Erïka fit mention d’un certain Kurt, ou kurk, et elle fut heureuse de constater, lorsque Sarah lui annonça la nature de son pouvoir, qu’elle ne fut pas née avec un duvet bleu. Elle ne comprennait pas tout mais elle savait que ce n’était surement qu’un détail.


-« Ce mec est un sacré enfoiré. Ça doit être un mec à qui t’as fait un coup de pute, peut-être même sans t’en rendre compte. Tu fais bien de garder un flingue sur toi. Le jour venu, tu pourras lui enfoncer du plomb dans la gueule. »

Erïka avait surement raison. Mais Sarah n’avait jamais rien fait à l’encontre de qui que ce soit dans toute sa vie. Et le peu de choses qu’elle avait pu faire aux autres ne méritait pas que l’on tue plus d’une dizaines de personnes. La jeune fille blonde avait surement du avoir beaucoup de problèmes également pour vouloir se promener avec une arme en permanence. Sarah se rappelait du conseil que cette dernière lui avait donné lors de sa première rencontre, et ça ne pouvait être un conseil que d’une habituée.
Erïka expliqua à Sarah qu’il y avait diverses formes de forces. Que d’être Heureux en était une. Mais même si elle pouvait très vraisemblablement taper dans le vrai, Sarah ne comptait pas être heureuse. Pas tant que ce taré qui la suivait ne soit pas sous les barreaux, ou mort si c’était vraiment nécessaire. Ce jour-là elle accepterait de tourner la page et de commencer une vie où elle pourrait être heureuse.

Quand Sarah arriva enfin après s’être lavée et changée, la jeune demoiselle blonde était déjà prête. Cette dernière était en train d’attraper son bracelet au moment où la jeune femme rousse arrivait dans le garage.

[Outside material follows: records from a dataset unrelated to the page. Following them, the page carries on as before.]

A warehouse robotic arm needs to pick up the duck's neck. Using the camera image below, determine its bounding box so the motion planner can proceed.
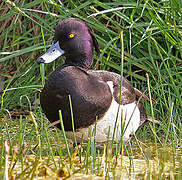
[66,44,93,69]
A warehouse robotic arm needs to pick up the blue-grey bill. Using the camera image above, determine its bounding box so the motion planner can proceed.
[40,42,64,63]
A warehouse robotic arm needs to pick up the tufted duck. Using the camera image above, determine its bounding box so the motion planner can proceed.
[37,18,158,143]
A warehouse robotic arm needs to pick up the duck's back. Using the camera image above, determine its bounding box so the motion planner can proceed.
[40,66,112,131]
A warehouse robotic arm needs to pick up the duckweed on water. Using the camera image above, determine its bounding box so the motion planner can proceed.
[0,114,182,179]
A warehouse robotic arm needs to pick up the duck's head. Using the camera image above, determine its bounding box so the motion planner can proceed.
[37,18,99,68]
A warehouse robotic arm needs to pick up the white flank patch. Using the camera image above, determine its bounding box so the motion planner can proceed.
[66,81,140,143]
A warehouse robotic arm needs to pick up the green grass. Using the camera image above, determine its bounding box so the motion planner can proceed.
[0,0,182,179]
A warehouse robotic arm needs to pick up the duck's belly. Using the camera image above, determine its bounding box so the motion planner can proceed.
[66,85,140,143]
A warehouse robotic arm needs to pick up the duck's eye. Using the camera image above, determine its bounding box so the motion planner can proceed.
[68,33,75,39]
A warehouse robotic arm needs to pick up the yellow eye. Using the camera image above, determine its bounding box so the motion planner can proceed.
[68,33,75,38]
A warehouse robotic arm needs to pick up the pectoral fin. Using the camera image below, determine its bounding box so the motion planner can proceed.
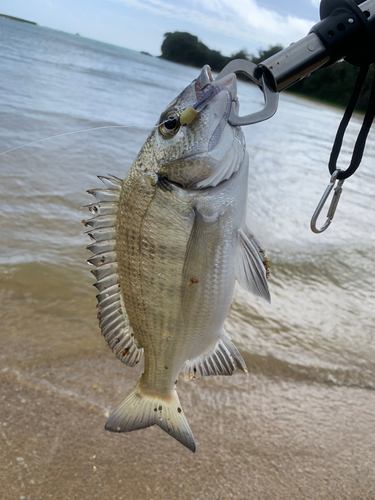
[235,227,271,302]
[182,208,221,317]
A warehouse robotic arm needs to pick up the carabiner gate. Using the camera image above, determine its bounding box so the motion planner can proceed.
[310,168,345,233]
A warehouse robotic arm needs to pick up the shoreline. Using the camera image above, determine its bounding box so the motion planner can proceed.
[0,347,375,500]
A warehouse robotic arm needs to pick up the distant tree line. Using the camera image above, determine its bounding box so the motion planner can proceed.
[161,31,371,111]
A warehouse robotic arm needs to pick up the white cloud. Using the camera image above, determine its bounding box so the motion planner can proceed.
[110,0,319,46]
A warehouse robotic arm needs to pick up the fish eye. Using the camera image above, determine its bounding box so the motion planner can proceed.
[159,109,180,139]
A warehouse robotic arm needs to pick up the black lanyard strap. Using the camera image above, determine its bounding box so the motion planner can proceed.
[328,66,375,180]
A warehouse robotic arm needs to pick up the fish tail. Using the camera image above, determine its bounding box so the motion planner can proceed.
[105,378,195,453]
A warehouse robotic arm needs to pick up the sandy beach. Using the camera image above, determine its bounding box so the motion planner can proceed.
[0,339,375,500]
[0,19,375,500]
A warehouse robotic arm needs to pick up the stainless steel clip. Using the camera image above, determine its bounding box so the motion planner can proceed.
[310,169,345,233]
[216,59,279,126]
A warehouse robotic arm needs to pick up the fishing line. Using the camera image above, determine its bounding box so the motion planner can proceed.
[0,125,159,156]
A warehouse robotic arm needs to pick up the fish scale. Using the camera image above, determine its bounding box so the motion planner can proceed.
[84,66,269,451]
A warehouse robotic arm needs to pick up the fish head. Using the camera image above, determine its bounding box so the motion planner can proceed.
[152,65,246,189]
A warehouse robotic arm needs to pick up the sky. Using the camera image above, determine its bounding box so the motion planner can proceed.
[0,0,320,56]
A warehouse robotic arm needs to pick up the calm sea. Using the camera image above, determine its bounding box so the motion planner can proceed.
[0,19,375,388]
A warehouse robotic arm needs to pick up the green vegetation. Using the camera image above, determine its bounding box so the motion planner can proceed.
[161,31,249,71]
[161,31,371,111]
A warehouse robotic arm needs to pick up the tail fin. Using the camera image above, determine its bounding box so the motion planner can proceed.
[105,381,195,453]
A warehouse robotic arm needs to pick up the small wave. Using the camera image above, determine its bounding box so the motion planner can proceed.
[242,352,375,390]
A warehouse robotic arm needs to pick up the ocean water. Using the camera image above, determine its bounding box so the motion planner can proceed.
[0,19,375,389]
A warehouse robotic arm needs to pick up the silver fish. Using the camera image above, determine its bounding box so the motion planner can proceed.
[85,66,270,452]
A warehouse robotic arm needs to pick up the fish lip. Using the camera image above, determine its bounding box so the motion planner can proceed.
[195,64,214,93]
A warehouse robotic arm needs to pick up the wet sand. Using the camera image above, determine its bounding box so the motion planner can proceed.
[0,344,375,500]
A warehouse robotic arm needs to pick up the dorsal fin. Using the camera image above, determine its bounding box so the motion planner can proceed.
[82,175,143,366]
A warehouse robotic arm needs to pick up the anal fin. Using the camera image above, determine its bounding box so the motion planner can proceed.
[183,330,248,380]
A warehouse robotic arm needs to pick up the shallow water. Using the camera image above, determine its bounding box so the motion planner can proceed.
[0,19,375,388]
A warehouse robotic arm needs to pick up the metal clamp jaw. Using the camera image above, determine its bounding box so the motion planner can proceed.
[216,59,279,126]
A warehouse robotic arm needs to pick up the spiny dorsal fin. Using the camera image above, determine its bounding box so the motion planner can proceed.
[183,330,247,380]
[82,175,143,366]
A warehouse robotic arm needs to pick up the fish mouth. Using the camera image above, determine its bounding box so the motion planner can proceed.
[195,64,238,103]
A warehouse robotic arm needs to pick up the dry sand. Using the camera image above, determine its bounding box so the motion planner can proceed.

-« Tu tombes bien. Je suis pratiquement prête. »

Cette dernière mis la touche finale à sa préparation en prenant son arme à feu avec elle. Puis un soudain changement d’avis fut pris par la blondinette, qui préféra finalement prendre sa moto que sa voiture de luxe. Elle lança un casque à Sarah, qui le rattrapa avec habilitée d’une seule main.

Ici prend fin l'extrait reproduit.